Maloney was accused of violating the bar rules by having a conversation with a judge in June 2014 about a defendant her office was prosecuting without the defense attorney or the assistant district attorney who was handling the case present. The prosecutor agreed that she violated bar rules during that meeting.
“In this matter, DA Maloney agrees that her misconduct violated duties that she owed to the profession,” the decision read. “DA Maloney did engage in an improper discussion with the trial court, but she believed she was required to respond to the court’s directive to appear for that meeting.
“The commission also finds that while DA Maloney did communicate information relevant to a determination of Bard’s competency, she subjectively believed that she was required to provide this information to ensure that she was completely and fully responding to the trial judge’s questions,” the decision said. “DA Maloney recognizes that she should not have commented on Bard’s defense counsel.”
The Board of Overseers’ rule on sanctions states that admonitions are “imposed only in cases of minor misconduct, when there is little or no injury to a client, the public, the legal system, or the profession, and when there is little likelihood of repetition by the lawyer.”
The Board of Overseers’ issuance of the admonition ends the matter since Maloney waived her right to a review of the decision. The purpose of bar disciplinary proceedings is not punishment, but rather the protection of the public arising after attorney misconduct, according to information on the board’s website.
In a statement issued after Monday’s hearing, Maloney said that she thought she was behaving properly.
“Five years ago, when this happened, I understood that I was required to answer a judge’s questions,” she said. “At the time I thought I was doing the right thing. Now I understand that I should have refused the call to his chambers and I should have refused to answer his questions even though a court reporter was present.
“This result sends an important message to all of us who find ourselves in a position with someone who has power over us,” Maloney continued. “Whether it is an attorney to a judge, a teacher to a principal, or a nurse to a doctor, we do have the right to say no. If anyone finds themselves in a similar position and wants to use me as motivation to stand up for themselves, then I will be cheering them on.”
Information about whether a disciplinary action is pending against the judge was not available Monday. Information about whether a complaint has been made against a judge is not public unless the Committee on Judicial Responsibility and Disability issues a disciplinary decision. As of Monday, none had been issued concerning Marden, who has active retired status.
Bard’s case, now being prosecuted by the Maine attorney general’s office, still is pending. A gag order put in place by Marden, who recused himself from the case after the state supreme court’s ruling, still is in effect so no one can comment, Marc Malon, spokesman for the attorney general’s office, said earlier this month.
Maloney is the second district attorney and the fourth prosecutor to be sanctioned by the Board of Overseers. Dee Bassano, who was district attorney in Hancock and Washington counties from 2011 until 2014, when she retired, was issued a public reprimand in July 2015 for discovery violations in three separate criminal cases in 2013 and 2014.

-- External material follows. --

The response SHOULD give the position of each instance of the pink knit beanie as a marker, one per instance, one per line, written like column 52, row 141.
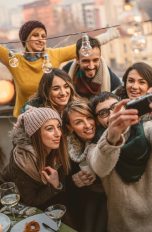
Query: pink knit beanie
column 27, row 27
column 34, row 118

In 2012, the Board of Overseers determined Mary Kellett, while working as an assistant district attorney in Hancock County, violated seven rules that govern the conduct of Maine attorneys. She later was ordered to undergo remedial training. Kellett now is in private practice.
Kellett’s former boss, Assistant District Attorney William Entwisle, also was issued a public reprimand at the same time for the same conduct.